HAKLA BÂTILIN KOALİSYONU UZLAŞMA..

HAKLA BÂTILIN KOALİSYONU

HAKLA BÂTILIN KOALİSYONU: UZLAŞMA

Tâviz ve uzlaşma anlamında Arapça'da "müdâhene"
kelimesi kullanılır. Müdâhene; yağ çekmek, okşamak, yumuşak davranmak, uzlaşmak,
müsâmaha göstermek, hoşgörü, kararsızlık göstermek gibi anlamlara gelir.
(6) Dolayısıyla hakka bâtılı karıştırmak deyince, Arapça "müdâhene" ve
Türkçe "tâviz" ve "uzlaşma" kavramlarını gündeme getirmemek uygun olmaz. Bu
kelimeler aşağı yukarı aynı anlamlarda kullanılırlar: İki yüzlü davranmak, net
ve açık olmamak, bâtılı ve düşmanı hoş görmek, idâre-i maslahatçılık yapmak
anlamında bu kelimelerden biri kullanılabilir. Bunlar, genellikle dinin tasvip
etmediği ahlâkî problemler olmakla birlikte, bazen itikadî bir sorun olarak da
karşımıza çıkmaktadır. Uzlaşma ve tâviz, itikadî farklılı önemsememek ve mevcut
düzenle ve egemen çevrelerle sürtüşmesiz yaşamaktır. Uzlaşma; inanç, duygu ve
eylem alanlarının bölünmesini sonuçlandıran bir tavırdır.

Bâtıl taraftarlarının hak dâvâ adamlarına
karşı tavırları, mücadele etme, karşı çıkma, zulüm ve işkenceye başvurma olduğu
gibi, aynı zamanda hak dâvâyı saptırmak için tâviz ve uzlaşmadır. Tâviz ve
uzlaşma, bâtıl savaşçılarının önemli bir silâhıdır; kalleşçe kullanılan bir
silâh.
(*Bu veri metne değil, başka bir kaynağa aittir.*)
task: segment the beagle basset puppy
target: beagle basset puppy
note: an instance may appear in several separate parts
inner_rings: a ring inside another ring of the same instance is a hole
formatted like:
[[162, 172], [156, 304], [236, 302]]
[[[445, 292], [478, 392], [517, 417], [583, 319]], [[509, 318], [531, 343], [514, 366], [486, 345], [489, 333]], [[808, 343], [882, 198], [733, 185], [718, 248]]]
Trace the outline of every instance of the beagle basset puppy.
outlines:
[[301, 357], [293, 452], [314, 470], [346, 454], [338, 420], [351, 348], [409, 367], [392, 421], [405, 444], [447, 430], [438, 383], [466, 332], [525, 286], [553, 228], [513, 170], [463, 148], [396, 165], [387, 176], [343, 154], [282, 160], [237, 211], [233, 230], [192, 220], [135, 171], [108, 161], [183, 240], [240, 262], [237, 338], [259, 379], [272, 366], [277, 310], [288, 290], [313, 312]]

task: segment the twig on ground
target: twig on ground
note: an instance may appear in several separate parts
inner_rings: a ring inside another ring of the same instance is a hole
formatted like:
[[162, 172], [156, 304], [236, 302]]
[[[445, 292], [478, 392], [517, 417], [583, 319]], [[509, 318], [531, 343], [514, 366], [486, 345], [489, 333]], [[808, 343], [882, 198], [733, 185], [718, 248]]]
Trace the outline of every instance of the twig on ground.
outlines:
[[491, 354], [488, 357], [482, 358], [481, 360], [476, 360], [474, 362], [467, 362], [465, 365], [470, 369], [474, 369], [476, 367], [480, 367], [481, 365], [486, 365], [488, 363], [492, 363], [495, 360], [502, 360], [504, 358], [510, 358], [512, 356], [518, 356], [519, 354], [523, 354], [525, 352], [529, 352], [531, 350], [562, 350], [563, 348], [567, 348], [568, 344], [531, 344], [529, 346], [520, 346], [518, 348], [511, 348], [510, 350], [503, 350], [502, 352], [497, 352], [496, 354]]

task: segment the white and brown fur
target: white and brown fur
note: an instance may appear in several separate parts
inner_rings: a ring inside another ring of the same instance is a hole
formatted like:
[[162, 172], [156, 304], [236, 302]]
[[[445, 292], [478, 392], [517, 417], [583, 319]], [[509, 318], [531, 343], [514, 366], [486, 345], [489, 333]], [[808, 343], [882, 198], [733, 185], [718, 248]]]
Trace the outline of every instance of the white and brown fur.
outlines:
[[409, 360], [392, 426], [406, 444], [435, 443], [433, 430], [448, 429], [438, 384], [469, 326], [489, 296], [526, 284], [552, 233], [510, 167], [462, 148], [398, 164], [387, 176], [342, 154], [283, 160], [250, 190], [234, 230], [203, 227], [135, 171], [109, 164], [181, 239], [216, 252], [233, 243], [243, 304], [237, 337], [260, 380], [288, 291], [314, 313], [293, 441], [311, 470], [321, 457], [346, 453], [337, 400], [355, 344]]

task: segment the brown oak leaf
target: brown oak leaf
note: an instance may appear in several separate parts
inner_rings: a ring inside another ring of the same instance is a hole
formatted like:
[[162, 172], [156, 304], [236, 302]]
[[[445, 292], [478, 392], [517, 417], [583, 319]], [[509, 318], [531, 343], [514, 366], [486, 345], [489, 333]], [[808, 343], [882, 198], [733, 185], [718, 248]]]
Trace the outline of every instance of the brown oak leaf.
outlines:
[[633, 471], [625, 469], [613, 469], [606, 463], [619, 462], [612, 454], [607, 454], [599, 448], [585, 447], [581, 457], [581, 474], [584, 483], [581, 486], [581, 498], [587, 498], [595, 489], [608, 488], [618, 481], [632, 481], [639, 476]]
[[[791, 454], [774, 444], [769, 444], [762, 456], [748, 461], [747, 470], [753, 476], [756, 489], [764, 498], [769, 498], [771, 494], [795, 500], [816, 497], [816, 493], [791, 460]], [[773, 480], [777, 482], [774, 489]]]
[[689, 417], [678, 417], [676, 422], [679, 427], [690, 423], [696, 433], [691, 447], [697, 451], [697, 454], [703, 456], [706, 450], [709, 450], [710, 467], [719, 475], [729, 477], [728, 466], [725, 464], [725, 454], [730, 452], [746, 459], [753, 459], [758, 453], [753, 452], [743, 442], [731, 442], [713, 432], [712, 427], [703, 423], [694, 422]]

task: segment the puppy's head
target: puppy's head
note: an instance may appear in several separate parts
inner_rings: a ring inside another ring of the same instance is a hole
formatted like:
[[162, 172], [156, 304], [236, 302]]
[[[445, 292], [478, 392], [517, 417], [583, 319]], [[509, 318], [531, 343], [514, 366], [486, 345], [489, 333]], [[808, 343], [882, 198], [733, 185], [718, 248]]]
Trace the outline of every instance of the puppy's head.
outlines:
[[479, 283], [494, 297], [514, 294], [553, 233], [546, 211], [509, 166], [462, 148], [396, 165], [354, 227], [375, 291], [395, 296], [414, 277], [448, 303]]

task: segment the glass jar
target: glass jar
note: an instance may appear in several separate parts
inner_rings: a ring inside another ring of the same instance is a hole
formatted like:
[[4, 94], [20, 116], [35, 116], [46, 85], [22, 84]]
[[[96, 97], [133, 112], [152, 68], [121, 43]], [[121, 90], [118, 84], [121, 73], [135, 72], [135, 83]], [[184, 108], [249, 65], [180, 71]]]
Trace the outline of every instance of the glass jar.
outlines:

Uzlaşma teklifi, bâtılın hak karşısında geri çekilmeye başlamasının
göstergesi olduğu kadar; kendini korumak için hakkı pasifize etmeyi amaçlayan
şeytânî bir taktik ve metoddur. Onlar bu tavır ve istekleriyle, bir taraftan
İslâmî hareketi ilkelerinden saptırmak, diğer yönden de onu etkisizleştirmek ve
halkın gözünden düşürecek propaganda aracı yapmak isterler. Uzlaşmaya yanaşan
mü'minleri böylece ilkelerinden tâviz veren, uzlaşmacı, dâvâsını satan,
kıvırtan, menfaatçi, pragmatist, zayıf karakterli ve kişiliksiz ilân
edebilecekler ve kamuoyunda küçük düşürecekler, gelişmeyi durduracaklardır.

Hakkı savunan insan için ise uzlaşma, en
hafif deyimle bir bid'at ve dalâlet, bir sapma, dünyayı âhirete tercih etme ve
sahip olunması gereken müslümanca şereften mahrum olmadır. İlkesizliktir, günü
kurtarmaya çalışmaktır, idâre-i maslahatçılık ve pragmatizmdir. Hakkı olmadığı
halde Allah'ın dini üzerine pazarlık yapmaktır. Suça ve suçluya göz yummaktır.

Hak dâvânın mensuplarından Cenab-ı Hakk'ın
istediği şeyler: Hakkı eğip bükmeden söylemek, Allah'ın hükümlerini tebliğ edip
uygulamak, emrolunduğu şekilde sırât-ı müstakim çizgisinde sapmadan dosdoğru
hareket etmek, bâtıla karşı net tavır koymak, takvâ, cihad ve sabır silâhlarını
kuşanmak, tâviz ve uzlaşmaya yanaşmamaktır. Bir müslümanın vahiyle belirlenmiş
herhangi bir prensipten vazgeçmesi, hakkında nass olan bir konuda pazarlık
yapması inancıyla bağdaşacak bir tavır değildir. Allah'ın emirlerinin
büyüğü-küçüğü, temeli-teferruatı, önemlisi-önemsizi, tâviz verilecek
olanı-olmayanı olmaz. İman esasları ve dinin ilkeleri, bölünme kabul etmeyen bir
bütündür. Rasüller ve onların vârisleri âlimler başta olmak üzere İslâmî hareket
mensupları, Allah'ın rızâsından başka beklentileri olmayan âhireti dünyaya
tercih eden dâvâ erleridir. Onlar, etkin ve yetkin müşriklerin tehdit ve
zulümlerinden korkmayacakları gibi, dâvâlarını ve kendilerini pazarlık aracı
yapamazlar, kiralayamaz ve satamazlar. Bir müslümana Allah'ın vereceği
karşılıktan/ödülden daha büyük bir bedel icad edilememiştir, edilemeyecektir.
Onlar, halktan bir karşılık istemezler, onların ücretlerini Allah verecektir
(26/Şuarâ, 109, 127, 145, 164, 180; 11/Hûd, 29, 50-51, 80; 36/Yâsin, 21 vd.).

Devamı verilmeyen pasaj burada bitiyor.